Remove this bit of d180c5bc "sched: Introduce task_times() to replace
task_{u,s}time()".

See also the next patch.

Signed-off-by: Oleg Nesterov <oleg@redhat.com>
---

 fs/proc/array.c |    3 ++-
 1 file changed, 2 insertions(+), 1 deletion(-)
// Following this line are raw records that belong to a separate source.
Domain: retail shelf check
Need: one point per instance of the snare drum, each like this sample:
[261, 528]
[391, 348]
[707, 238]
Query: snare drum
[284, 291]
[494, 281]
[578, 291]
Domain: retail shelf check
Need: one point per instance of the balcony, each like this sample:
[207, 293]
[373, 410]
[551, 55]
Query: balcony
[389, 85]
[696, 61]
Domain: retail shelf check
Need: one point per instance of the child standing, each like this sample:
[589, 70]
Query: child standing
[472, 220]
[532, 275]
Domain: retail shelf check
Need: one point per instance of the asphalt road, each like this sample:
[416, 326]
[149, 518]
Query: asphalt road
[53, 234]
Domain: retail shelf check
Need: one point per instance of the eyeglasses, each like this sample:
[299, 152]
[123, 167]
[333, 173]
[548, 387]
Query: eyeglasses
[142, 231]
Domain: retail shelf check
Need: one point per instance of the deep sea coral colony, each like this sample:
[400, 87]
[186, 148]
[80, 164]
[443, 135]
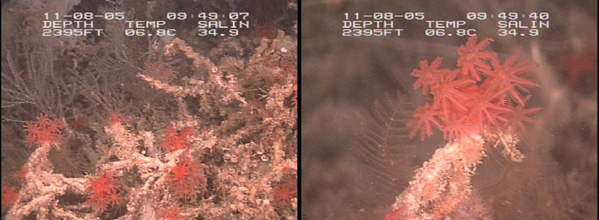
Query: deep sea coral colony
[243, 167]
[482, 101]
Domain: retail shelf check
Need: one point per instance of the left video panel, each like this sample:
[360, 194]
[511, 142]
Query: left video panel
[123, 109]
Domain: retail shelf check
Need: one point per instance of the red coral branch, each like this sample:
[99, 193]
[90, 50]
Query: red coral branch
[43, 131]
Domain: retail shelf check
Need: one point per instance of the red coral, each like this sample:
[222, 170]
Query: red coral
[10, 196]
[186, 178]
[21, 175]
[470, 103]
[510, 75]
[104, 191]
[44, 131]
[178, 140]
[429, 75]
[425, 117]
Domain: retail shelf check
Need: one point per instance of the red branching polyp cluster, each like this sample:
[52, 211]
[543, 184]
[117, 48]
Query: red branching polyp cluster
[43, 131]
[481, 94]
[176, 140]
[10, 196]
[21, 175]
[187, 178]
[104, 191]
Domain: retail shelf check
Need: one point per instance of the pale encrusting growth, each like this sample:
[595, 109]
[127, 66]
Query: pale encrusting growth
[478, 104]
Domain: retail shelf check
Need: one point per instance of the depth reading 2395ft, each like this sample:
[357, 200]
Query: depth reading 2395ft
[381, 24]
--- 34-rc1/fs/proc/array.c~PROC_4_DTS_TASK_TIMES_IS_RACY	2010-03-24 19:53:23.000000000 +0100
+++ 34-rc1/fs/proc/array.c	2010-03-24 19:57:37.000000000 +0100
@@ -449,7 +449,8 @@ static int do_task_stat(struct seq_file 
 	if (!whole) {
 		min_flt = task->min_flt;
 		maj_flt = task->maj_flt;
-		task_times(task, &utime, &stime);
+		utime = task->utime;
+		stime = task->stime;
 		gtime = task->gtime;
 	}
 


^ permalink raw reply	[flat|nested] 15+ messages in thread

* Re: [RFC,PATCH 1/2] cputimers/proc: do_task_stat()->task_times() can race with getrusage()
  2010-03-24 20:45 [RFC,PATCH 1/2] cputimers/proc: do_task_stat()->task_times() can race with getrusage() Oleg Nesterov
@ 2010-03-26  3:53 ` Balbir Singh
  2010-03-26  7:37   ` Stanislaw Gruszka
  2010-03-26 21:49   ` Oleg Nesterov
  0 siblings, 2 replies; 15+ messages in thread
From: Balbir Singh @ 2010-03-26  3:53 UTC (permalink / raw)
  To: Oleg Nesterov
  Cc: Andrew Morton, Americo Wang, Eric W. Biederman, Hidetoshi Seto,
	Ingo Molnar, Peter Zijlstra, Roland McGrath, Spencer Candland,
	Stanislaw Gruszka, linux-kernel

* Oleg Nesterov <oleg@redhat.com> [2010-03-24 21:45:50]:

> do_task_stat()->task_times() can race with getrusage(), they both can
> try to update task->prev_Xtime at the same time.
> 
> Remove this bit of d180c5bc "sched: Introduce task_times() to replace
> task_{u,s}time()".

One of the reasons for adding this accuracy was to avoid sampling
based noise and errors that occur with utime and stime.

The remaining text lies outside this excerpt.